Reportage: Villa Litta e i Sirenei, dagli splendori del barocco al degrado

Villa Litta, una delle dimore più rinomate dell'allora campagna milanese, oggi versa in condizioni critiche. Intonaco a pezzi, incuria e graffiti. E i Sirenei, distanti 500 metri non se la passano meglio. Le foto e il reportage

Facciamo un piccolo viaggio nel tempo: siamo nel 1687 e ci troviamo ad Affori, allora Feudo di campagna oggi quartiere di Milano, il marchese Pier Paolo Corbella decide di avviare la costruzione di una dimora che, identificata come "Villa di Affori", in breve diviene una delle più rinomate della campagna milanese, grazie anche alle sue sale affrescate da vari artisti di fama.

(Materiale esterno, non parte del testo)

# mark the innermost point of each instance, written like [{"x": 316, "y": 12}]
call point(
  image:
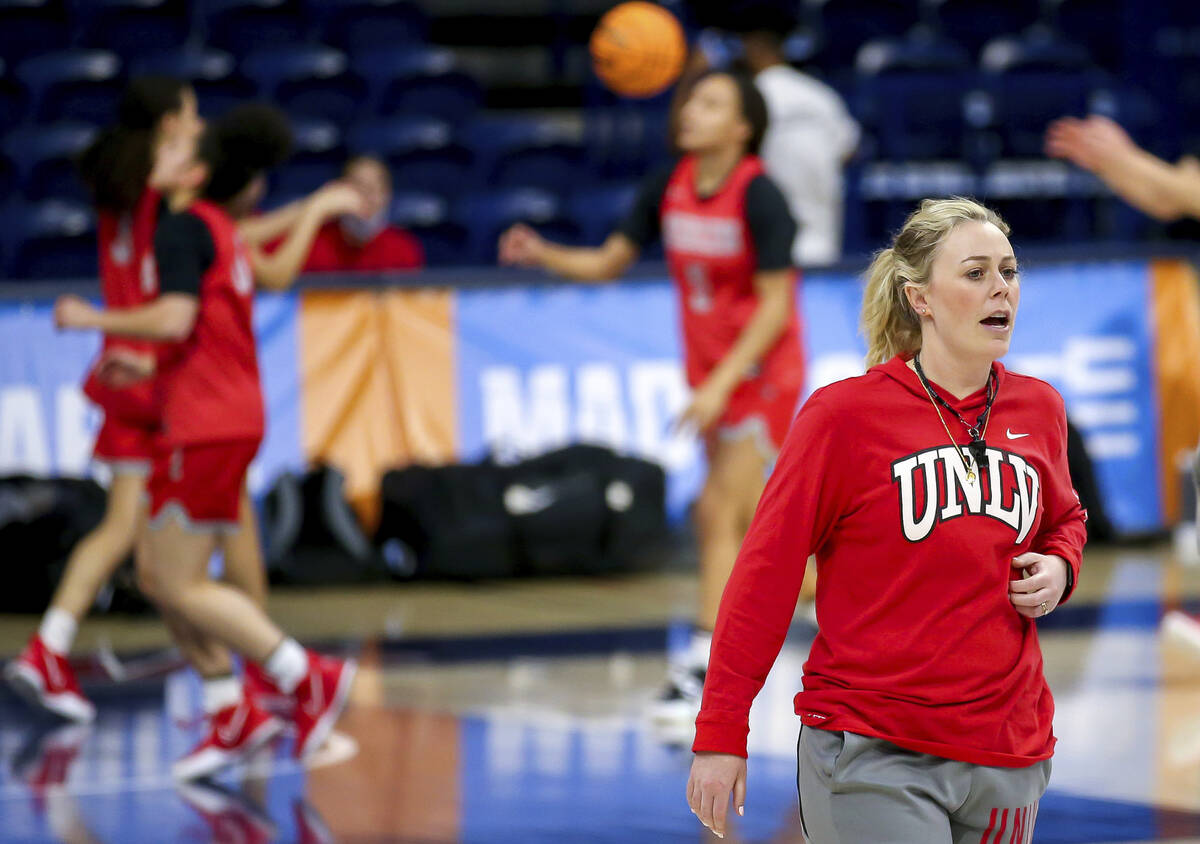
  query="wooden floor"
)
[{"x": 515, "y": 712}]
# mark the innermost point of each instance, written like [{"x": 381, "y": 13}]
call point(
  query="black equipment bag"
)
[
  {"x": 312, "y": 534},
  {"x": 445, "y": 521},
  {"x": 582, "y": 509},
  {"x": 41, "y": 520}
]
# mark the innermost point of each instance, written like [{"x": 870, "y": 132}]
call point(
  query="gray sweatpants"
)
[{"x": 861, "y": 790}]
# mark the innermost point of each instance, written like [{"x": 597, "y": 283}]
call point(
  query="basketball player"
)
[
  {"x": 213, "y": 424},
  {"x": 936, "y": 496},
  {"x": 727, "y": 234},
  {"x": 126, "y": 168}
]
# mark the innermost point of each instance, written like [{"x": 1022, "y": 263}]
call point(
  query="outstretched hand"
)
[
  {"x": 714, "y": 778},
  {"x": 521, "y": 246}
]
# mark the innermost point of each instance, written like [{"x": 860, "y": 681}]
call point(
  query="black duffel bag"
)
[
  {"x": 586, "y": 509},
  {"x": 41, "y": 520},
  {"x": 447, "y": 521},
  {"x": 312, "y": 534}
]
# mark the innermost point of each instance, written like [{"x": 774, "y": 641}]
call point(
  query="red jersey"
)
[
  {"x": 127, "y": 279},
  {"x": 210, "y": 384},
  {"x": 391, "y": 249},
  {"x": 919, "y": 642},
  {"x": 712, "y": 259}
]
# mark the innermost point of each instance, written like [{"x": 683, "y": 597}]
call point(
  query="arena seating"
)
[{"x": 952, "y": 94}]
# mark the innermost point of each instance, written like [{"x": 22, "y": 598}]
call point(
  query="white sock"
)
[
  {"x": 287, "y": 665},
  {"x": 220, "y": 692},
  {"x": 58, "y": 629},
  {"x": 696, "y": 657}
]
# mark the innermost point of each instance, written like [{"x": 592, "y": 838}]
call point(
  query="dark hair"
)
[
  {"x": 117, "y": 163},
  {"x": 240, "y": 145},
  {"x": 754, "y": 107}
]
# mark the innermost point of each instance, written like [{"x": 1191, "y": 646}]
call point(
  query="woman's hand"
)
[
  {"x": 120, "y": 367},
  {"x": 714, "y": 777},
  {"x": 1044, "y": 579},
  {"x": 71, "y": 311},
  {"x": 706, "y": 407},
  {"x": 521, "y": 246},
  {"x": 337, "y": 198}
]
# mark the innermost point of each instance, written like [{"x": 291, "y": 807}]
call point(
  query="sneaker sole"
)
[
  {"x": 210, "y": 760},
  {"x": 28, "y": 684},
  {"x": 324, "y": 724}
]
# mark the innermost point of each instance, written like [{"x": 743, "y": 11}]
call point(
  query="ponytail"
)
[{"x": 888, "y": 322}]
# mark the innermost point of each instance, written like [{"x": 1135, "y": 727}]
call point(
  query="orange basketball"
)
[{"x": 637, "y": 49}]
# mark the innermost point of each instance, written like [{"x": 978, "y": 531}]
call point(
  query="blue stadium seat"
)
[
  {"x": 421, "y": 153},
  {"x": 244, "y": 25},
  {"x": 845, "y": 25},
  {"x": 307, "y": 79},
  {"x": 1032, "y": 81},
  {"x": 909, "y": 93},
  {"x": 53, "y": 239},
  {"x": 972, "y": 23},
  {"x": 599, "y": 210},
  {"x": 486, "y": 215},
  {"x": 13, "y": 101},
  {"x": 211, "y": 72},
  {"x": 73, "y": 84},
  {"x": 1101, "y": 24},
  {"x": 527, "y": 153},
  {"x": 43, "y": 157},
  {"x": 426, "y": 216},
  {"x": 31, "y": 27},
  {"x": 370, "y": 24},
  {"x": 317, "y": 157},
  {"x": 126, "y": 27},
  {"x": 419, "y": 82}
]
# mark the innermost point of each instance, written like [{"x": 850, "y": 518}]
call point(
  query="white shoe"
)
[{"x": 679, "y": 700}]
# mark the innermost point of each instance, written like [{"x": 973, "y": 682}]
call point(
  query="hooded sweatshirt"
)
[{"x": 919, "y": 644}]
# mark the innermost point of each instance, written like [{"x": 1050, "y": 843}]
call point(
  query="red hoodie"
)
[{"x": 919, "y": 644}]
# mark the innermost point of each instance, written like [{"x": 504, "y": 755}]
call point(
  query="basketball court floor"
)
[{"x": 515, "y": 712}]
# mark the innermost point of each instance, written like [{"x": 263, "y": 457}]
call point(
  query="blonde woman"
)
[{"x": 935, "y": 495}]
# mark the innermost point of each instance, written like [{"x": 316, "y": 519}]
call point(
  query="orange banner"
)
[
  {"x": 1176, "y": 313},
  {"x": 377, "y": 384}
]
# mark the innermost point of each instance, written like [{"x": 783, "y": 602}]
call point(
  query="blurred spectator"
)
[
  {"x": 366, "y": 243},
  {"x": 1157, "y": 187},
  {"x": 809, "y": 141}
]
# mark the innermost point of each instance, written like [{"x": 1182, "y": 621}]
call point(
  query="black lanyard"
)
[{"x": 977, "y": 446}]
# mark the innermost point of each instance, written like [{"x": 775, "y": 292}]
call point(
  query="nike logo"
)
[
  {"x": 229, "y": 732},
  {"x": 316, "y": 702}
]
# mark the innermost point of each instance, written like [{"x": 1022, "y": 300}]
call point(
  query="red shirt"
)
[
  {"x": 127, "y": 279},
  {"x": 210, "y": 384},
  {"x": 391, "y": 249},
  {"x": 712, "y": 258},
  {"x": 919, "y": 644}
]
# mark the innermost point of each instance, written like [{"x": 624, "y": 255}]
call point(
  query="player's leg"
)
[
  {"x": 42, "y": 674},
  {"x": 1002, "y": 804},
  {"x": 735, "y": 474},
  {"x": 858, "y": 789},
  {"x": 195, "y": 494},
  {"x": 244, "y": 569}
]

Attorno alla Villa viene creato un grande parco con accorgimenti all'italiana e all'inglese e viene tracciato un viale di accesso principale, delimitato da filari di platani e concluso al vertice nord da un imponente impianto scultoreo, detto "dei Sirenei": ispirato all'arte egizia viene composto con 2 obelischi, 2 sfingi e 2 vasi. La Villa passa a vari proprietari, dai conti Trivulzio, che costituiscono un salotto di intellettuali frequentato da Manzoni e Hayez, ai Litta Modignani. Nel 1927 diviene di proprietà del Comune di Milano.


Torniamo nel 2010: alla veneranda età di 323 anni la Villa, oggi conosciuta come Villa Litta, e i "Sirenei" versano, purtroppo, da anni, in condizioni pietose. La Villa, per quanto riguarda il complesso principale, è occupata al primo piano dalla Biblioteca Comunale, recentemente restaurata, mentre piano terra e sottotetto sono disabitati e abbandonati (fino a qualche tempo fa al piano terra c'era l'ufficio dell'anagrafe, ora spostato) Le facciate, i davanzali e le finestre presentano gravi danni: l'intonaco cade a pezzi, le persiane sono rotte e il tutto è coperto da una distesa di graffiti. I "Sirenei", che in linea d'aria distano circa 500 metri dalla Villa, sono totalmente dimenticati, coperti da piante e graffiti, a rischio di crollo (per la pendenza degli obelischi che si sta accentuando) e deterioramento.

La situazione per entrambe le opere non è più tollerabile, poichè si rischiano danni che le comprometterebbero irrimediabilmente, dunque l'amministrazione comunale dovrebbe intervenire il più presto possibile. A breve vi faremo sapere come intende agire in futuro il Comune, sebbene il degrado sia noto da anni.